Tools & Materials
If that eyesore of an AC compressor or compost bin or neighbor spoils the view from your deck or patio, the solution may be as simple as setting up a wood privacy screen like the one here. These screens typically come in three- and four-panel configurations that stand on their own when partially folded, assuming there’s not too much wind. In turf, you can anchor them with edging spikes driven through attached angle brackets, but whenever the forecast calls for blustery conditions, it’s best to fold them up and stow them away until the wind settles down.
Whether you build a screen like the eucalyptus one shown or buy it ready-made, rot-resistant wood and rustproof fasteners are must-have materials. Then you only need to give the screen regular applications of a penetrating oil-based deck or fence finish to keep it looking its best. That’s not much to ask in return for what is sure to be many years of solid, view-enhancing service.
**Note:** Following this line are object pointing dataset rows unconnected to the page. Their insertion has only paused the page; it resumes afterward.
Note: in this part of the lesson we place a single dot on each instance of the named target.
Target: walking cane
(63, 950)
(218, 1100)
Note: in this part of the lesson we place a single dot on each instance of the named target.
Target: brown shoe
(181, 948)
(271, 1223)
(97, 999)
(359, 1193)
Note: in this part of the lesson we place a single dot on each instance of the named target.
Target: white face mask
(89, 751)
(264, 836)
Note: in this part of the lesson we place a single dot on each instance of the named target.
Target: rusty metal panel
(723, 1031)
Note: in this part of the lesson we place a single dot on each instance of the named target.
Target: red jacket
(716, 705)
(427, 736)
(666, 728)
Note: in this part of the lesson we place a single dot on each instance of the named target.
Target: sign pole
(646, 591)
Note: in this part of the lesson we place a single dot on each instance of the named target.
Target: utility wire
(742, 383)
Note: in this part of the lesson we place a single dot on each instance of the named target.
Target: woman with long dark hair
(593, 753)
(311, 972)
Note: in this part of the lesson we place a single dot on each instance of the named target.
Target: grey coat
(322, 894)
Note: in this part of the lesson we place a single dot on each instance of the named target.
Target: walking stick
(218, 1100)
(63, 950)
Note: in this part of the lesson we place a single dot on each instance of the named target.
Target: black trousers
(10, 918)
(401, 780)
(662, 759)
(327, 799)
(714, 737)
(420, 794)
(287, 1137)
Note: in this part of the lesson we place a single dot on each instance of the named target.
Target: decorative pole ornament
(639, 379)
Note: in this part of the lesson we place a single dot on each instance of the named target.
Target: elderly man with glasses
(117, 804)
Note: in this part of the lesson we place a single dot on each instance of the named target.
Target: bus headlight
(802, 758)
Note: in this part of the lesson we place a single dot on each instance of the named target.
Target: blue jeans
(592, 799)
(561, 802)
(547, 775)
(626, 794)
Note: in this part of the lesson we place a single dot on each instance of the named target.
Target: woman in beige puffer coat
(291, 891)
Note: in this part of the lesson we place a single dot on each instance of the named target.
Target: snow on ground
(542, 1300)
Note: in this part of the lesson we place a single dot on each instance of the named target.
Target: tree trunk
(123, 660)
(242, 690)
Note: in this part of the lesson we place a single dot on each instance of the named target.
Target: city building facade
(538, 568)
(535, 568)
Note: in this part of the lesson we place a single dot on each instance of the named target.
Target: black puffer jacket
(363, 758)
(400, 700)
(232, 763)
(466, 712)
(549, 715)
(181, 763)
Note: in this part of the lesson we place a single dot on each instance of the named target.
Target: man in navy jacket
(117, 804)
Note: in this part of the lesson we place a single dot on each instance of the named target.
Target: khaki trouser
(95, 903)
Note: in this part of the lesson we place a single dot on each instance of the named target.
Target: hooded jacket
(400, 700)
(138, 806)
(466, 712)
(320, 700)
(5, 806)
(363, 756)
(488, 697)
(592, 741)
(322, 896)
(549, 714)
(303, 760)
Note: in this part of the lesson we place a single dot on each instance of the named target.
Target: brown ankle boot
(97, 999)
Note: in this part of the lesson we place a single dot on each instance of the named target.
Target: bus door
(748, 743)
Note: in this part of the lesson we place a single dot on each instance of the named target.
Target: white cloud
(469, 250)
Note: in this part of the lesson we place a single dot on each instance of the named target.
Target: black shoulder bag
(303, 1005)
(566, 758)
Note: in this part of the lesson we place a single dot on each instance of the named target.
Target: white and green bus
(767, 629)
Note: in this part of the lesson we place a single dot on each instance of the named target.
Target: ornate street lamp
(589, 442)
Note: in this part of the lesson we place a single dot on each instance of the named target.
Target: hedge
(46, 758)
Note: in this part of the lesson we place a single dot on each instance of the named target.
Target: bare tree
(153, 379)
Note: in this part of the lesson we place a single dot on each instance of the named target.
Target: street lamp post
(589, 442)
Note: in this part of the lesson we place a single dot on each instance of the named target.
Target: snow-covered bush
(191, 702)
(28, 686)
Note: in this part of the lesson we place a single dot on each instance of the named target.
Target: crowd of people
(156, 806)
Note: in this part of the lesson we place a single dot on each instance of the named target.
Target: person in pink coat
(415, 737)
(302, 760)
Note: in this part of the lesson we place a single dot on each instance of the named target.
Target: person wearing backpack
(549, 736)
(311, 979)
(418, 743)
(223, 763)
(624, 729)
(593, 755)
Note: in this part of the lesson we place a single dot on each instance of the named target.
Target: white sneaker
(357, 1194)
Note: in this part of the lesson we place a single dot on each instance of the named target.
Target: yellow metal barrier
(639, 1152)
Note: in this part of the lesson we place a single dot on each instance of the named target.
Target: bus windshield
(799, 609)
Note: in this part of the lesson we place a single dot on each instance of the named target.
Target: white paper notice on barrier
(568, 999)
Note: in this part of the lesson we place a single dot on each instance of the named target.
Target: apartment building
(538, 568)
Shown: A folding lattice screen made of eucalyptus softens the rough stone wall looming over this patio.
Privacy Screen Overview
Use factory-made lattice panels to simplify construction.
Assemble the frames
Cut the ½-inch-thick rails and stiles to length for the frames according to the cut list. The curved top and bottom rails are made from one ½x6 piece, using a flexible wood strip to mark the curve and a jigsaw to make the cut. Dry-fit the parts on a flat surface, with the best-looking side of the board facedown, then fasten the parts using glue and clamps, and structural screws driven through the stiles and into the ends of the rails.
Rout the frame
Chuck a ½-inch rabbeting bit with a ball-bearing guide into a router and set the bit depth to the thickness of two lattice strips combined. Rabbet the inside edges of the frame’s stiles only. Next, reset the bit to the depth of one strip and rout the inside edges of the three rails.
Attach the lattice
Cut the lattice panel in half lengthwise and cut off sections to fit the rabbeted openings. Drop one large and one small panel into the rabbets of the appropriate frame openings, with the strips that run parallel to the rails facing down. Glue and staple the lattice strips to the rabbets. Repeat Steps 2 through 4 to make the two remaining panels.
Connect the Panels
Using a 3⁄16-inch bit, drill three 1½-inch-deep holes evenly spaced along the outside edge of one panel’s stile. Screw an eyebolt into each hole. Do the same with the stile of the adjoining panel, but locate the holes ¼ inch lower than those in the first stile, to overlap the bolts. Repeat for the adjoining stiles. Place a plastic washer between each pair of overlapping eyebolts, and join them with connector nuts and bolts.